The research was conducted as part of an initiative called, "Silver Economy", launched in 2013 by the French government. This technical approach came after a period of observations and real life data collected under the supervision of anthropologist Christine Stuzmann.
The workshop was a good opportunity for students to learn about the "Internet of Things" and communication techniques that combine programmable and connected electronic devices with everyday objects. Some examples of these technologies are found in RFID enabled subway cards and mobile phones.
The participants were introduced to coding techniques in order to imagine, create or hack objects using these techniques. Furthermore, students were invited to think of the implications and the meaning of such devices in society, and most importantly, on the implications of collecting personal data in relation to privacy.
The eleven students were divided into four groups. They worked mainly with Arduino and appropriate hardware extension such as shields along with custom built software.

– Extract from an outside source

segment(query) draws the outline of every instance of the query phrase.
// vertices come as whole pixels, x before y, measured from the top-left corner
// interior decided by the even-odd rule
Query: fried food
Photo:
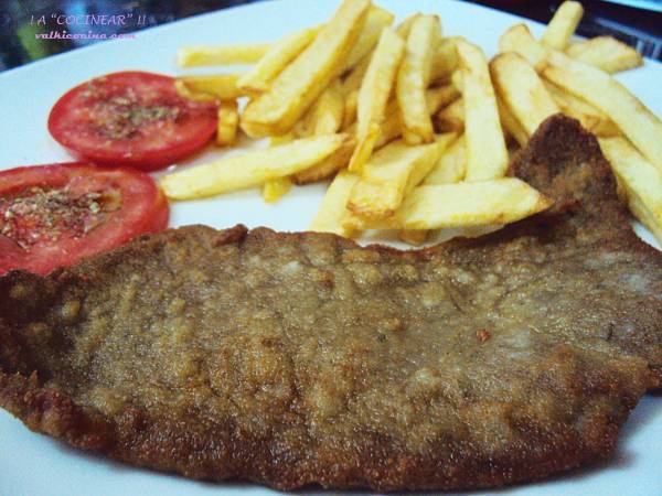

They decided to work on prototypes that could be implemented on existing technologies which can be found in present day retirement homes.
Two groups (Julien, Oussama & Fatou, Pierre & Alexis) worked on a prototype that would facilitate staff administration tasks. The prototype consisted in collecting and organising data online to manage daily visits to the retirement home.
Ludivine, Clemence and Samuel worked on a more social application that allowed visitors, whether external or internal, to leave a digital footprint of their presence in rooms using portable RFID tags.
Elsa, Alice and Jonathan developed an "intelligent" device that could adjust settings such as temperature or brightness in a room to create the right atmosphere for senior citizens.